这些套话,宁予安跟着二哥宁兴安不知道耳濡目染了多少,虽然不知道这原主到底和广艺商量了什么细节,不过想来想去,反正就那么几招。
都是套路,而他把这些套路一一掌握在手中。
对虎符,宁予安原身也有一些记忆。这个国家的军事大权掌握在云朵手上,而号令三军的就是她手上的虎符。
这也是云峰不敢轻举妄动的地方。
其实宁予安觉得十分不科学,这些人到底是忠于一块石头,还是忠于一个人。难道反派拿到了虎符,这些人就要听命于反派吗?简直是神经病。

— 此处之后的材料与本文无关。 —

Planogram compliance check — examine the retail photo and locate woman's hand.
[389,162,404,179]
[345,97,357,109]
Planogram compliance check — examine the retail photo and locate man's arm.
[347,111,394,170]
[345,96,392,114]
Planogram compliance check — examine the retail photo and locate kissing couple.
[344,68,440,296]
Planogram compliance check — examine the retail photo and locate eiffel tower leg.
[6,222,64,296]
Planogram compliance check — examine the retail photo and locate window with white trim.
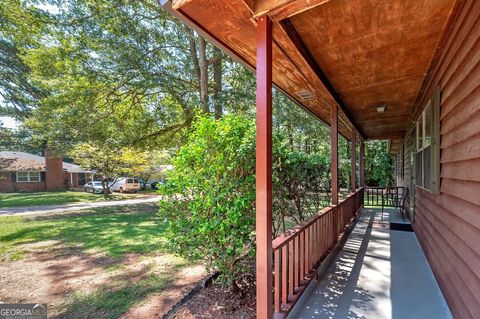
[415,89,440,193]
[15,172,41,183]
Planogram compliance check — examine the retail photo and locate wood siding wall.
[402,0,480,319]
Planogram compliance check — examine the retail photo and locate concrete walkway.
[290,209,452,319]
[0,196,161,216]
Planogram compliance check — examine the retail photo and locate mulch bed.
[172,284,255,319]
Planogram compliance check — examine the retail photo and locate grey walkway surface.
[294,208,452,319]
[0,196,161,216]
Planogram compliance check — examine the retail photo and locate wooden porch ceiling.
[164,0,460,151]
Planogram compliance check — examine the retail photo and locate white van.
[110,177,140,193]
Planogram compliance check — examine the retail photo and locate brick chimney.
[45,147,65,190]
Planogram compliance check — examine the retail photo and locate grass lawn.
[0,191,138,208]
[0,204,203,318]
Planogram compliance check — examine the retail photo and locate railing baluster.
[294,235,300,288]
[299,231,305,285]
[288,240,295,296]
[274,249,281,312]
[282,245,288,304]
[272,188,364,314]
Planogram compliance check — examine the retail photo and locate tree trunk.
[198,36,210,113]
[213,47,223,120]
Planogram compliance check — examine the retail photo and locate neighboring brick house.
[0,151,93,192]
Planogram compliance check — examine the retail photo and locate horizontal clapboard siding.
[408,0,480,319]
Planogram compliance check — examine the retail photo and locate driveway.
[0,196,161,216]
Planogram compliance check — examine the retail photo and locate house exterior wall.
[0,172,46,193]
[45,150,68,190]
[399,0,480,318]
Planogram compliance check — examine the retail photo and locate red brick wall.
[65,173,78,189]
[0,172,46,193]
[0,172,15,192]
[45,150,67,190]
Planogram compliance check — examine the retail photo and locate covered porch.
[160,0,480,319]
[289,207,452,319]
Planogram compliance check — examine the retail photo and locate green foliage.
[273,146,330,235]
[159,115,255,284]
[365,141,395,187]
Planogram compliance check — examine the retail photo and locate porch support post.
[359,140,365,187]
[330,104,338,205]
[350,129,357,193]
[256,15,273,319]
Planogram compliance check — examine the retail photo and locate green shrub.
[160,115,255,287]
[159,115,330,289]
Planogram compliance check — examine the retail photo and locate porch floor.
[291,208,452,319]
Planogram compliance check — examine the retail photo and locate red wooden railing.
[272,188,364,317]
[365,186,405,207]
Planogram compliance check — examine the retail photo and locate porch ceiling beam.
[172,0,194,10]
[367,131,405,141]
[255,0,331,21]
[280,19,365,139]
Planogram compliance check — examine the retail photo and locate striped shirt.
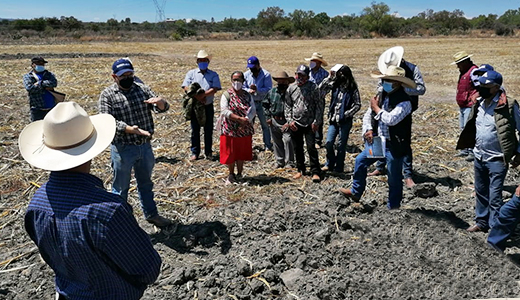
[99,82,170,145]
[25,172,161,300]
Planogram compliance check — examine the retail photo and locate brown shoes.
[466,224,487,232]
[338,188,359,202]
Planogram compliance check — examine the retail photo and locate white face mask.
[232,81,242,91]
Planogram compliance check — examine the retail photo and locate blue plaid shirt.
[25,172,161,300]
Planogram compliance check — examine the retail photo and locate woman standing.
[220,71,256,184]
[320,65,361,173]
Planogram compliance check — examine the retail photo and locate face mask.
[197,61,209,70]
[383,81,394,93]
[119,76,134,89]
[478,86,493,99]
[34,65,45,73]
[231,81,242,91]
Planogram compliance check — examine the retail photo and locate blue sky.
[0,0,520,22]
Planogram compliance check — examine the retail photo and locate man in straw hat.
[243,56,273,151]
[339,66,416,209]
[18,102,161,300]
[451,51,478,161]
[457,71,520,232]
[181,50,222,161]
[99,59,172,227]
[368,46,426,188]
[284,65,323,182]
[305,52,329,149]
[263,71,295,168]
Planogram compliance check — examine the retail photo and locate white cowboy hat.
[377,46,404,74]
[197,50,211,60]
[450,51,473,65]
[305,52,329,67]
[370,66,417,89]
[18,102,116,171]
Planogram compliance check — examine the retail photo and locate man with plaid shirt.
[99,59,172,227]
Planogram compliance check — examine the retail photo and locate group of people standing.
[19,46,520,299]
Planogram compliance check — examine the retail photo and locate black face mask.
[478,86,493,99]
[278,84,289,93]
[119,76,134,89]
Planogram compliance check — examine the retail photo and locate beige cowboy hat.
[273,71,295,83]
[305,52,329,67]
[377,46,404,74]
[18,102,116,171]
[370,66,417,89]
[450,51,473,65]
[197,50,211,60]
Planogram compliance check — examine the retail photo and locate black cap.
[31,56,47,64]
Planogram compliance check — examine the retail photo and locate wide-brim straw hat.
[273,71,295,83]
[196,50,211,60]
[370,66,417,89]
[305,52,329,67]
[18,102,116,171]
[450,51,473,65]
[377,46,404,74]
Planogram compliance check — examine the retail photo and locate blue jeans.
[488,195,520,251]
[190,103,215,157]
[110,143,158,218]
[253,101,273,149]
[352,148,403,209]
[325,118,352,172]
[474,158,508,230]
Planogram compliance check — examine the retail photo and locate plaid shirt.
[284,81,324,127]
[23,71,58,109]
[362,95,412,145]
[25,172,161,300]
[262,87,287,120]
[99,82,170,145]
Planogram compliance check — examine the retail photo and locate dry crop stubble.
[0,38,520,299]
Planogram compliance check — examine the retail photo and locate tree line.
[0,2,520,40]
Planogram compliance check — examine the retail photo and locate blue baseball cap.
[478,71,502,85]
[247,56,260,68]
[473,64,495,76]
[112,58,134,76]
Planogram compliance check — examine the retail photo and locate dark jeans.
[191,103,215,157]
[474,158,508,229]
[31,108,51,122]
[488,195,520,251]
[291,124,321,175]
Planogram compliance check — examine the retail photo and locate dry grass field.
[0,38,520,299]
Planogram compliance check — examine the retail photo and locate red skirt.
[220,135,253,165]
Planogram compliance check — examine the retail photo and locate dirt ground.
[0,38,520,300]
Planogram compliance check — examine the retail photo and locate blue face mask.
[197,62,209,70]
[383,81,394,93]
[34,65,45,73]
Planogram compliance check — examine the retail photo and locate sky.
[0,0,520,22]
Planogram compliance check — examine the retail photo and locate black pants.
[291,124,321,175]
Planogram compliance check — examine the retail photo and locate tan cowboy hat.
[18,102,116,171]
[273,71,295,83]
[370,66,417,89]
[377,46,404,74]
[197,50,211,60]
[450,51,473,65]
[305,52,329,67]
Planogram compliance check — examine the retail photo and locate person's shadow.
[150,221,231,255]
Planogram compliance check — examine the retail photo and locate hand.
[363,130,374,144]
[125,125,151,136]
[511,154,520,168]
[144,97,166,110]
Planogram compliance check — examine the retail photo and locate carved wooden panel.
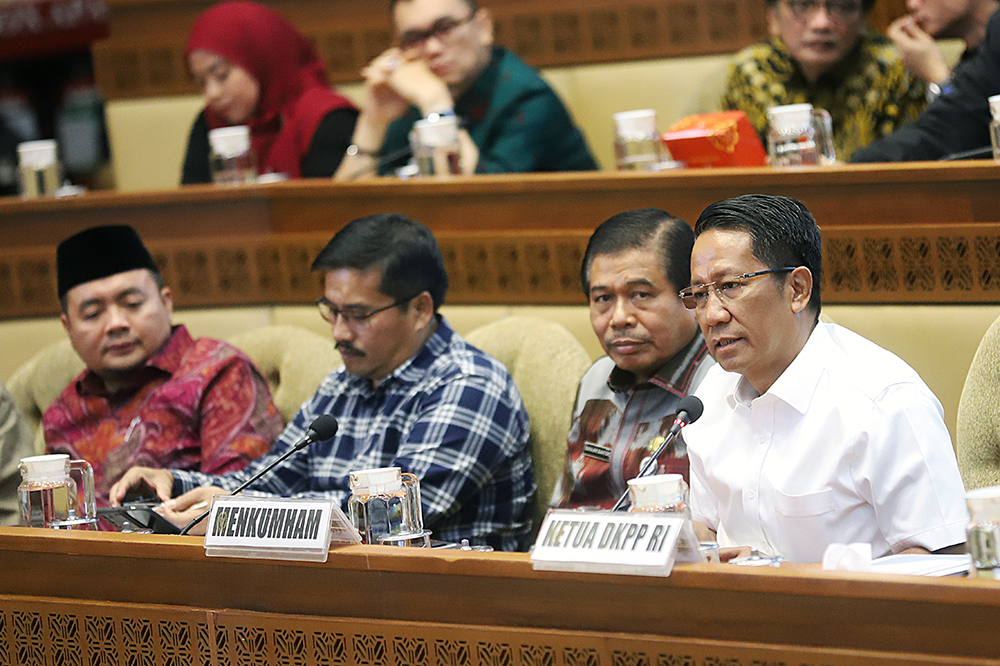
[7,225,1000,318]
[0,597,953,666]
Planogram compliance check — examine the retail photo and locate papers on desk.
[871,553,969,576]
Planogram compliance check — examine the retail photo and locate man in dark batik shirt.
[552,208,713,509]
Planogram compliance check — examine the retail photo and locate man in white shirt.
[681,195,968,562]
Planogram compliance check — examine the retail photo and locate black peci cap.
[56,224,159,298]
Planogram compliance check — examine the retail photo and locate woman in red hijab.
[181,0,358,184]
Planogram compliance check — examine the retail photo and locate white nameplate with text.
[531,509,706,576]
[205,495,361,562]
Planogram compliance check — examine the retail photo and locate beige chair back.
[955,312,1000,489]
[229,326,343,424]
[466,317,591,529]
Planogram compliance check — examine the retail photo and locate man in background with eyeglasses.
[722,0,927,162]
[680,195,968,562]
[111,214,535,550]
[551,208,713,509]
[336,0,597,180]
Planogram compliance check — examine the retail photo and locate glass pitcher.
[17,453,97,529]
[347,467,430,546]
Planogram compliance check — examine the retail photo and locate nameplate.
[531,509,706,576]
[205,495,361,562]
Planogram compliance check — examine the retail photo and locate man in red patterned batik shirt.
[42,226,281,505]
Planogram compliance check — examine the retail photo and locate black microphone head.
[677,395,705,424]
[309,414,338,442]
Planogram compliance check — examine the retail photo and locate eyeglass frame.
[395,12,479,53]
[784,0,865,24]
[677,266,799,310]
[316,292,423,327]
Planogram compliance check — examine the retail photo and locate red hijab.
[184,0,353,178]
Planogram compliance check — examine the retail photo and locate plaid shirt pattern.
[174,319,535,550]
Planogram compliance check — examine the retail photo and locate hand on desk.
[108,467,174,506]
[156,486,226,534]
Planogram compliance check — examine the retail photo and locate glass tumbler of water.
[410,113,462,176]
[17,139,62,199]
[965,486,1000,580]
[989,95,1000,162]
[208,125,257,185]
[613,109,663,171]
[17,453,97,529]
[767,104,837,167]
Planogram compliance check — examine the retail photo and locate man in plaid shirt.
[111,214,535,550]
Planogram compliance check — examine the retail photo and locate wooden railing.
[0,161,1000,318]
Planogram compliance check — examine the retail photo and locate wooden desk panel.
[0,528,1000,666]
[0,161,1000,317]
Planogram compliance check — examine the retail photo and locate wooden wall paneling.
[0,161,1000,317]
[0,528,1000,666]
[0,597,982,666]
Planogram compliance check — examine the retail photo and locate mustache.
[334,340,367,356]
[607,335,650,345]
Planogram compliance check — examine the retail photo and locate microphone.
[180,414,338,535]
[938,145,993,162]
[611,395,705,511]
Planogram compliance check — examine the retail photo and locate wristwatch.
[927,79,955,104]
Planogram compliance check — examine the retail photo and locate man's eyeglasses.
[677,266,798,310]
[396,14,476,53]
[785,0,862,23]
[316,294,419,327]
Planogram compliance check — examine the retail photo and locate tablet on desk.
[97,504,180,534]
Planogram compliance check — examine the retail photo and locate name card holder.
[205,495,361,562]
[531,509,707,576]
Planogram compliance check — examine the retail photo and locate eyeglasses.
[677,266,798,310]
[396,14,476,53]
[316,294,419,328]
[785,0,862,23]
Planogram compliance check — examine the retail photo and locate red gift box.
[661,111,767,167]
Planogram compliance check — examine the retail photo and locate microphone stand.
[180,436,317,536]
[611,416,687,511]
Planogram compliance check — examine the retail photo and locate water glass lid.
[965,486,1000,522]
[17,139,56,169]
[348,467,403,495]
[989,95,1000,119]
[208,125,250,157]
[767,104,812,134]
[628,474,686,506]
[20,453,69,481]
[413,116,458,148]
[612,109,656,138]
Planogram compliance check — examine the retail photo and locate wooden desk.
[0,528,1000,666]
[0,161,1000,317]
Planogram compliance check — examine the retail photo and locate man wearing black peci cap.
[42,226,281,504]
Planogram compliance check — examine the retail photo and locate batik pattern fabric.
[551,332,715,509]
[722,28,927,161]
[42,326,281,506]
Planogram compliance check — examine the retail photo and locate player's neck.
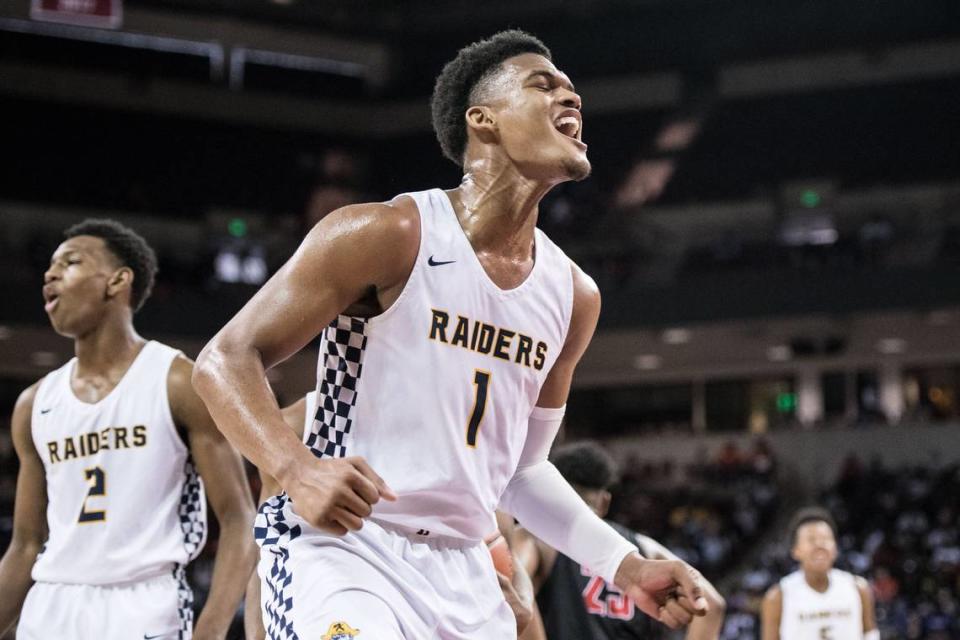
[803,569,830,593]
[451,164,552,256]
[73,313,146,377]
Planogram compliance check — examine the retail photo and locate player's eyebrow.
[527,69,577,93]
[50,249,83,264]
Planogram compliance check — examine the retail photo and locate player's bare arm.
[497,511,537,635]
[243,397,307,640]
[167,356,257,640]
[194,199,420,534]
[0,382,47,636]
[760,584,783,640]
[856,576,880,640]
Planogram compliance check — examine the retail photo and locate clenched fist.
[277,452,397,535]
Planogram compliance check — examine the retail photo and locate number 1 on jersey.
[77,467,107,522]
[467,369,490,447]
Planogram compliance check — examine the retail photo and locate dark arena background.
[0,0,960,640]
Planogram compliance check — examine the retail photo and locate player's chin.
[563,154,593,182]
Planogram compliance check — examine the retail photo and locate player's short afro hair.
[63,218,157,313]
[788,507,837,549]
[550,440,619,489]
[430,29,551,167]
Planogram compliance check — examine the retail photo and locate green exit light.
[227,218,247,238]
[777,393,797,413]
[800,189,823,209]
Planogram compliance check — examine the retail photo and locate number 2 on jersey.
[77,467,107,522]
[467,369,490,447]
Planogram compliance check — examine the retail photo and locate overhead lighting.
[633,353,663,371]
[660,328,690,344]
[767,344,793,362]
[877,338,907,356]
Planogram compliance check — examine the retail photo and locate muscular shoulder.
[10,378,43,450]
[294,196,420,288]
[167,353,193,392]
[311,196,420,248]
[567,260,600,353]
[167,353,209,431]
[13,378,44,413]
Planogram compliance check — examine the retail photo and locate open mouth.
[43,291,60,313]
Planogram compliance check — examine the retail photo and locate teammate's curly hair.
[430,29,550,167]
[550,440,619,489]
[787,507,837,549]
[63,218,157,313]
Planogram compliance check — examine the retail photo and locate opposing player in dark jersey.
[0,220,256,640]
[244,391,543,640]
[517,442,725,640]
[760,507,880,640]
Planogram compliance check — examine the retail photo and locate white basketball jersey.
[32,342,207,585]
[780,569,863,640]
[296,189,573,540]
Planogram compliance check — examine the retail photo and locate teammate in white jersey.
[194,31,707,639]
[0,220,256,640]
[761,508,880,640]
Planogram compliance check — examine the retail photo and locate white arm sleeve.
[500,407,637,584]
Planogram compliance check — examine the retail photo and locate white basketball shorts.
[257,496,517,640]
[17,571,193,640]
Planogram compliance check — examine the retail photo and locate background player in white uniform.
[761,508,880,640]
[245,391,542,638]
[194,32,707,638]
[0,220,255,640]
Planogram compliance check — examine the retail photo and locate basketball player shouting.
[244,391,544,639]
[0,220,256,640]
[194,31,707,639]
[761,508,880,640]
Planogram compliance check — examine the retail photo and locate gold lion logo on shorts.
[320,622,360,640]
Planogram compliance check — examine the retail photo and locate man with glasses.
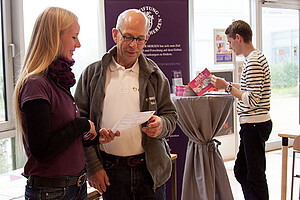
[75,9,177,200]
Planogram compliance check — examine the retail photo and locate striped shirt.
[237,49,271,124]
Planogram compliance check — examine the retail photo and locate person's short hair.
[225,20,252,43]
[116,9,150,34]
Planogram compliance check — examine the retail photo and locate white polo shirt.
[100,58,144,156]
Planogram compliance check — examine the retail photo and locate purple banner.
[105,0,189,85]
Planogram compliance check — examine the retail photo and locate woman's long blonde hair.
[13,7,78,145]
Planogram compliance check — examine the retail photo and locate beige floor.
[225,148,300,200]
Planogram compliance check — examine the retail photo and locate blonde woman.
[14,7,118,199]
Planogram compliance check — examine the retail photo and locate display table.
[278,132,299,200]
[172,94,234,200]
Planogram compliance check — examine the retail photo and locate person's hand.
[99,128,120,144]
[142,115,162,138]
[210,76,229,89]
[88,169,110,193]
[83,120,97,140]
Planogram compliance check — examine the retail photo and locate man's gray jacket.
[75,46,177,189]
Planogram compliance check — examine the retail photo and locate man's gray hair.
[116,9,150,35]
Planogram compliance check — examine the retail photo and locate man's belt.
[100,151,145,167]
[27,172,86,187]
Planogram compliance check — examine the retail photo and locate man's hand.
[142,115,162,138]
[99,128,120,144]
[88,169,110,193]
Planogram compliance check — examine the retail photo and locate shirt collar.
[109,57,139,73]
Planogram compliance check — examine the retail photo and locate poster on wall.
[214,29,233,64]
[105,0,189,86]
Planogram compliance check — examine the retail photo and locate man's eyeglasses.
[118,29,148,45]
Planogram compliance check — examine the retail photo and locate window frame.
[0,0,16,139]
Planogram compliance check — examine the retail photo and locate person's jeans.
[102,161,166,200]
[25,183,88,200]
[234,120,272,200]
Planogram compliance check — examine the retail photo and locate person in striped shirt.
[211,20,272,200]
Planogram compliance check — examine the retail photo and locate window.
[262,7,299,142]
[190,0,250,77]
[0,0,16,174]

宁予安甩着满脑子吐槽回到公主府,还没到门口,就见到清溪急匆匆地奔过来。
“公子,你去哪里了?那贼妇人等你半天了。”
“等我做什么?”
“用膳。”
云朵正在乖乖等他用晚膳,桌子上的菜明显上了一段时间有些变色了。
那公主脸大,心也大,等了这么久也不生气,一只手拿起一本诗集,装作看得兴致勃勃。
就算是宁予安在这边算是半个文盲,也忍不住咳了一声。
“公主,书拿倒了。”
云朵宛如被点燃的炮仗一般,一下就蹦了起来,一边还支支吾吾地解释:“我……我看得入迷了。”
不用解释了,他曾经也是这么过来的。
“听说你在等我吃饭,我没告诉你吗,我已经用过了。”
公主眼中的璀璨在这一刻明显的暗淡了下去。
宁予安转身欲走,却缓缓按住了心脏。
不是吧,就连不陪她吃饭也是坏人了。
“父皇不管多忙,母后总是要陪他一起吃饭的。”胖公主幽幽地说道。
“那是你父皇和母后,公主殿下,要我提醒你吗?我们说好的只是契约关系。等你父皇病好,或者你成为这个国家的主人,我们就各自嫁娶,各走一边。”
公主肉肉脸上的笑容缓缓落下了。
她低下头,声音微弱。
“是啊。对不起,我都忘了。”
宁予安并不习惯对女人怀有善意和温柔,她是公主,他也是从小被宠大的“王子”。
只是,没走几步,他忽然觉得心痛难忍,就连面前也越发的黑了。
不是吧,只是不吃一顿饭而已,有必要严格判定他是坏人吗?
行行行,这个该死的游戏,算它狠。
狠狠转过身来,宁予安面色狰狞,“吃,我陪你吃,行了吧。”
下一刻,那公主垂着的头迅速抬了起来,一双眼睛弯得和月牙一般。
“驸马,你真好。”
驸马脸上笑嘻嘻,心里mmp。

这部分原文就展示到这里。